I wish I were a bird. They can fly. Fly over the fence. Away from this god-forsaken place. Away from Poland, from Europe, over the sea to Britain, where they aren’t looking for me.
Mother grabs my shoulder. “Where were you?” she yells, shaking me.
“Being a bird.” I tell her, because I have nothing better to say.
“Get back to work.” She replies tersely.
I nod, still a bird in my mind.
The summer passes slowly. We eat little, sleep little, and work too much. My legs and feet ache. The leaves drop off the trees. The birds fly south, calling out to one another as they fly.
New faces show up at the camp. A girl about my age arrives in early fall, weighed down by the burdens of life and carrying two babies as she supports her dying moth through the gate. Her mother disappears a week later. Everyone knows where she went, but nobody dares to say.
Fall turns to winter and I meet the girl at last.
Her name is Maurine. She’s Fifteen. Her sisters are two. And she, too, wishes to be a bird.
Somehow we form a friendship, surpassing all the camp’s wishes. She’s so similar to me that I want to yell it to the entire world.
But of course something has to happen. Something terrible. Something life changing. I didn’t expect it. Nobody did.
Her sisters are gone, gone to be experimented on by the Angel of Death himself. There have been whispers all through the camp of his deeds. He has taken identical twins, they say, taken then and given a disease to one and killed the other.
Maurine is devastated.
Who will be next? I ask myself the same question every night. Who will be taken?
It’s not me. Not Maurine. It’s Mama.
The world is dark and grey. No light shines through the burnt our sky. I am living a nightmare that I cannot get out of. “Take me!” I plead in my dreams. “Take me and not her!”

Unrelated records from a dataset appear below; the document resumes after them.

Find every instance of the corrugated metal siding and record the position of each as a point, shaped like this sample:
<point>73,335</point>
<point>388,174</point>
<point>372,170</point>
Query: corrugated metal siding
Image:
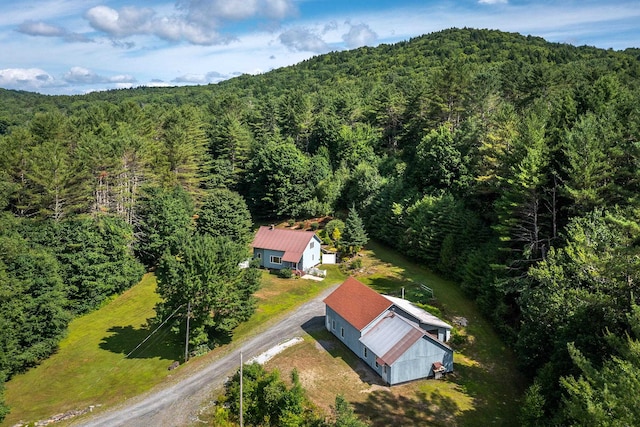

Winter’s snow begins to melt, creating muddy puddles of water in the roads. The bids come back and in my mind I follow them, all the way over the ocean, to a place other than this.
I wrap myself in darkness, a cloak, a shield against the evil done here. I do not speak. I do not eat. I work very little. Maurine tries to get through to me, but she can’t. I stay by myself, a body devoid of spirit. Nobody comes near, nobody cares enough to do anything.
Summer comes to the camp again and I stay hidden, weaker and weaker everyday. And finally they come for me.
The death camp. What a horrible name. I shiver as we pass through the Stone Gates of No Return. They take me to a tent. A tent. I want to scream, “Kill me now! I don’t want to live!”
I don’t. I wait. I don’t know how much time has passes when they come for me again.
We near a brick building and suddenly I want to live. I don’t want to die. Silent tears run down my face. How could I have done this to myself? I want to live. I don’t want to go in the building.
But I have to. And just for a moment, as I step through the door, the birds stop singing.